Montag, 21. März 2011

Bhutan Star




Der Saal ist mehr als halbleer. Nur die vordersten Reihen sind besetzt. Als einzige Nicht-Bhutanesen setzen wir uns neben eine Gruppe Teenies und ein paar Kinder. Beidseits von uns stehen die Fernsehkameras des bhutanesischen Fernsehens. Hinter uns auf einem leicht erhöhten Podium thront eine 5-köpfige Jury. Eine überdimensionierte Bühne erhebt sich vor uns, um den diesjährgien "Bhutan-Star" zu erküren.
Seit einigen Tagen sind wir in Thimpu, dem wirtschaftlichen und politischen Zentrum Bhutan's. Über der Stadt liegt Frühlingsdunst, der sich mit dem Rauch eines Buschbrandes entlang der trockenen Berghänge vermischt.

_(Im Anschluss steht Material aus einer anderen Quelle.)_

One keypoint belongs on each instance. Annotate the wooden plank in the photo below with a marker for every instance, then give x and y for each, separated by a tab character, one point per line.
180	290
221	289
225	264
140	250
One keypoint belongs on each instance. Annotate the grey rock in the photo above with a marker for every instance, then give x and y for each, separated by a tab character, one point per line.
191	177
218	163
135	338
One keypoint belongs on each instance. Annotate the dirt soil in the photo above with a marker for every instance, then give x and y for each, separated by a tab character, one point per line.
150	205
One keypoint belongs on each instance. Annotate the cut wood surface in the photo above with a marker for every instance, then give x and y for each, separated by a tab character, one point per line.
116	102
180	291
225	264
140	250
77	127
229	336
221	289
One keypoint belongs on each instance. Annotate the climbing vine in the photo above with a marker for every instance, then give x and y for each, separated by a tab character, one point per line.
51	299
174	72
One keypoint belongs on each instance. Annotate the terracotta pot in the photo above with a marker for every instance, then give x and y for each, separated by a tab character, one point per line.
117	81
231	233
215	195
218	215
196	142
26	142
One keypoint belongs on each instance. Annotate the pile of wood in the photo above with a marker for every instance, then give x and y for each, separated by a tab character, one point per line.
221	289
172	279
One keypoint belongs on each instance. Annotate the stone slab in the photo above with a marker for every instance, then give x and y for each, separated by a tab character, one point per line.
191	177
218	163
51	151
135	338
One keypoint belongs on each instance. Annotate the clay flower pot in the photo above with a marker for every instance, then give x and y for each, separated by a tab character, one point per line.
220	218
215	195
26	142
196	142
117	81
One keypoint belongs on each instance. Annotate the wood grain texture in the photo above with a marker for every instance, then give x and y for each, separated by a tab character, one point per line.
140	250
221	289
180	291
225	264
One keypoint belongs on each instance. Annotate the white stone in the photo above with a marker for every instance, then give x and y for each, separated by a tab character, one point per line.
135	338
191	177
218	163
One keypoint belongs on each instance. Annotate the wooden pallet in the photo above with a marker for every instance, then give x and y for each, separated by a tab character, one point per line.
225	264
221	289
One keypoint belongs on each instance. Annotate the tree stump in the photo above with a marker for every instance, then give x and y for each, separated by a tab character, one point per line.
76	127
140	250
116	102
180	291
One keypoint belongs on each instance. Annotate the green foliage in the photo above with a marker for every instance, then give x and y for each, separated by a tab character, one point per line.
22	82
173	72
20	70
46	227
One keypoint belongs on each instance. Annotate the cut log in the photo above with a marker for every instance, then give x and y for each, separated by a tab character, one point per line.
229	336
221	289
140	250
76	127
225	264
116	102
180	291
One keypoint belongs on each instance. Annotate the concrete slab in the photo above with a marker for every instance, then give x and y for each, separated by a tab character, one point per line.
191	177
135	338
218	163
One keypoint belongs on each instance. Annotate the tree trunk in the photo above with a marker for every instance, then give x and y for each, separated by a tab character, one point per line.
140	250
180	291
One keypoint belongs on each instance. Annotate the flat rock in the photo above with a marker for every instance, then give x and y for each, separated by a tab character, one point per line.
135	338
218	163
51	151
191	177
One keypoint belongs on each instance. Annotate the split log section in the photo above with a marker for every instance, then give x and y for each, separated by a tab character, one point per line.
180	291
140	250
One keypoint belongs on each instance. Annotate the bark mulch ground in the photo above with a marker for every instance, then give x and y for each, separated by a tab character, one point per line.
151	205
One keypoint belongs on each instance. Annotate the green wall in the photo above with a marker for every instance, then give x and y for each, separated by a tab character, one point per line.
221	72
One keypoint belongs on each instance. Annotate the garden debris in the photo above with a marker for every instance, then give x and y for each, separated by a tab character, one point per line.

Thimpu ist längst zu einer Stadt angewachsen, in der Globalisierung und bhutanesische Identität einander die Hand geben. Ebenso wie die Architektur, die Tempelkultur und die Kleidung, befindet sich auch die bhutanesische Musik in einem Wandel. Eine Gratwanderung zwischen Tradition und Moderne, die sich auch im bhutanesischen "Music-Star" widerspiegelt.
Die 5 Finalisten singen sich in 4 Runden während einer 3 stündigen Show durch Tradition und Moderne. Dabei nehmen die traditionellen Instrumente und Lieder eine entscheidende Rolle ein. Uralte Saiteninstrumente, Flöte und Perkussion begleiten die 5 Sänger in den ersten beiden Runden.
In der dritten Runde werden die alten Klänge in neue Rhythmen verpackt und die letzte Runde gibt den neuesten bhutanesischen Pop-Hit 5 Mal zum Besten, sodass Lia den Song schon fast perfekt mitsingt.
In den schweizerischen Music-Star-Staffeln, die in den letzten Jahren über den TV flimmerten, wurde weder gejodelt noch in der Tracht getanzt. Hier in Bhutan wäre dies selbstverständlich. Vielleicht ist dieser Wettbewerb gerade deshalb besonders interessant, weil die bhutanesische Folklore für uns noch im Exotik-Modus blüht. So verfolgen wir eine eher langweilige Show, die wir in der Schweiz wohl schon lange verlassen hätten bis zum offenen Ende. Die Entscheidung folgt erst morgen.
Auch in Bhutan ist der Song-Contest aufs Fernsehen ausgerichtet. So läuft denn am Sonntag praktisch in jedem Shop und in jeder Bar die letze Show bis zur Preisverleihung. 
Symptomatisch für eine Gesellschaft im Umbruch werden die beiden Hauptpreise für die Erstplatzierten in Form eines riesigen Autoschlüssels verliehen. Das Auto hat in Bhutan nicht nur eine enorme Prestige-Rolle, es steht auch als Symbol zur Verwirklichung von Träumen. Auch für die aufstrebenden "Bhutan-Stars" bedeutet Erfolg Mobilität und Aussicht auf individuelle Freiheit. Ein Traum, der in der Gebirgsgrossstadt Thimpu noch viele in Illusionen und falsche Versprechungen treiben wird.